Women's History Month
Women face additional health challenges associated with hormones and other conditions unique to the female body.
Research suggests hormonal influences may increase seizure activity, alter endocrine function, and affect fertility. In this population, antiepileptic drugs (AEDs) reduce the efficacy of contraception methods and increase the risk of fetal malformations. Other pertinent issues to women with epilepsy include breast feeding as well as bone mineral health.
Women in the Epilepsy Community
Sofia Ionescu-Ogrezeanu (25 April 1920 – 21 March 2008) was the first female neurosurgeon in the World. She was a neurosurgeon for 47 years at Hospital Nr. 9, forming a team with Ionel Ionescu, and Constantin Arseni, under the guidance of Dumitru Bagdasar. They formed the first neurological team of Romania, later called “The golden team”, which helped develop neurosurgery in Romania.
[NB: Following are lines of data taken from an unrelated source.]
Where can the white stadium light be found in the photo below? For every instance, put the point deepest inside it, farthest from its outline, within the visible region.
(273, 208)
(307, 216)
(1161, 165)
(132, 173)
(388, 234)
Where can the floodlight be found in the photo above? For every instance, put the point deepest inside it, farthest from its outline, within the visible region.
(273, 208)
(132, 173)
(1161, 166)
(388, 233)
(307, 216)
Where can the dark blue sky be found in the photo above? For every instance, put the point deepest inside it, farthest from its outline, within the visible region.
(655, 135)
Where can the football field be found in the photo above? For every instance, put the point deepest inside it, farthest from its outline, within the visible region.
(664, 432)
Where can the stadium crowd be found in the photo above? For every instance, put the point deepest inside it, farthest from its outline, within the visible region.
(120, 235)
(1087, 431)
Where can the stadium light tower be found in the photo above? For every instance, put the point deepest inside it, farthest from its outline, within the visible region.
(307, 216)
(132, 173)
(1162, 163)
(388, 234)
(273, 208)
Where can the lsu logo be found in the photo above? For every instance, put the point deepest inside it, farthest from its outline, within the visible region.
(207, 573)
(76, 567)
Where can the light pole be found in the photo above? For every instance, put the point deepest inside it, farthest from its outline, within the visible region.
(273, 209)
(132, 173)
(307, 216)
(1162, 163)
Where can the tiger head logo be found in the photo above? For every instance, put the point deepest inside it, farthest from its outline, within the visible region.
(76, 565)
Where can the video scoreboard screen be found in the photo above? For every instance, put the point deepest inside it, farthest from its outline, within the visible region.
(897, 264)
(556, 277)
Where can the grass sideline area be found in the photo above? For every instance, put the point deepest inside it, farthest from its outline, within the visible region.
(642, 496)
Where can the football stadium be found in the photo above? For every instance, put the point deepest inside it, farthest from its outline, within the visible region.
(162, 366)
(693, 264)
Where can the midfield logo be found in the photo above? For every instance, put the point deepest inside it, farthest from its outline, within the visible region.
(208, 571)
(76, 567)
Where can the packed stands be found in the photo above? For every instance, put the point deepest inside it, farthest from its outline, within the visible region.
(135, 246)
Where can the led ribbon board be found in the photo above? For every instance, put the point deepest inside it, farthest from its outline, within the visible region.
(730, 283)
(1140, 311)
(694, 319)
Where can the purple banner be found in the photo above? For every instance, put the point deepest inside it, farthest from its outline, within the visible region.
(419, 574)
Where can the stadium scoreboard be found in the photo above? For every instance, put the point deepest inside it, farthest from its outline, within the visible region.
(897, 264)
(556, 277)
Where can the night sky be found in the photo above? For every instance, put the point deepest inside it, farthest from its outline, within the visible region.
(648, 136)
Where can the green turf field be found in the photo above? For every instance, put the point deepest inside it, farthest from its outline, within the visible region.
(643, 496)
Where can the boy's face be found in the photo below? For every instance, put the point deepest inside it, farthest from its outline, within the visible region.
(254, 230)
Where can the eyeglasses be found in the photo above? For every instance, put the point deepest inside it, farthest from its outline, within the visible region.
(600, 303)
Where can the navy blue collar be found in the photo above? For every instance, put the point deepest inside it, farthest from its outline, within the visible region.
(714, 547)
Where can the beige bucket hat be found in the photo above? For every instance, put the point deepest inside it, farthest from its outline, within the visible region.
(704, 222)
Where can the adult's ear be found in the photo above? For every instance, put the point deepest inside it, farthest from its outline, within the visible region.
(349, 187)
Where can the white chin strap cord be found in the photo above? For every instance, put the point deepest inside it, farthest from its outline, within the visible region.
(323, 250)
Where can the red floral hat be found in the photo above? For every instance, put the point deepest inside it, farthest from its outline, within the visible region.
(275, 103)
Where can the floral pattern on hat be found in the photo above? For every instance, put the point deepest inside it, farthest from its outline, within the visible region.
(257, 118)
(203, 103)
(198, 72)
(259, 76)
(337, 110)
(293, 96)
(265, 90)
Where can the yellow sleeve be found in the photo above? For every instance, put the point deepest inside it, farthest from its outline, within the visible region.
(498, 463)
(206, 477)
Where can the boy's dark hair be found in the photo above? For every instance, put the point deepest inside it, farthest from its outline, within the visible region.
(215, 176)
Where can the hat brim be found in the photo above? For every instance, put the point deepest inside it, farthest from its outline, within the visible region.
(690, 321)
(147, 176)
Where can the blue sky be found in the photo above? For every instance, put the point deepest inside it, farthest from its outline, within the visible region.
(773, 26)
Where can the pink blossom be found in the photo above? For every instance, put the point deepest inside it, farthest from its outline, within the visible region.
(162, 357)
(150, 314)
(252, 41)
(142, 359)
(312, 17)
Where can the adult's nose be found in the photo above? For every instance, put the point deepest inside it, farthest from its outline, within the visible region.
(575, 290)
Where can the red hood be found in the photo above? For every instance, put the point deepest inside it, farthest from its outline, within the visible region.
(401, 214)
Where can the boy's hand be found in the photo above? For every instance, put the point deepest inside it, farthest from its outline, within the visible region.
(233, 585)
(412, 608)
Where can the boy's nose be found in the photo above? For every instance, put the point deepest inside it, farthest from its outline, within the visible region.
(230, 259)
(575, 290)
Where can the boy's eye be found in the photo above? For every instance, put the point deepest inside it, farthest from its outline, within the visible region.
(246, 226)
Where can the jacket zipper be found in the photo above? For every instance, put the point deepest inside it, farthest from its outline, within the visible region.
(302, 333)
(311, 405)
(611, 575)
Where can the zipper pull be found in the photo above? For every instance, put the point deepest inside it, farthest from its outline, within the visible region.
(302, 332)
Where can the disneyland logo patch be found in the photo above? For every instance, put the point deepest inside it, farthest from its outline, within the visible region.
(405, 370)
Harriet Tubman (born Araminta Ross March 1822 – March 10, 1913) was an American abolitionist and political activist. When Tubman was a teenager, she acquired a traumatic brain injury when a slave owner struck her in the head. This resulted in her developing epileptic seizures and hypersomnia. Unfortunately, Tubman's experience of violence occurred on a daily basis which made her brain injury worse.
Alexa Irene Canady
Alexa Irene Canady. Dr. Alexa Canady was the first African American woman in the United States to become a neurosurgeon
Canady was accepted as a surgical intern at Yale-New Haven Hospital in 1975, breaking another barrier as the first woman and first African American to be enrolled in the program.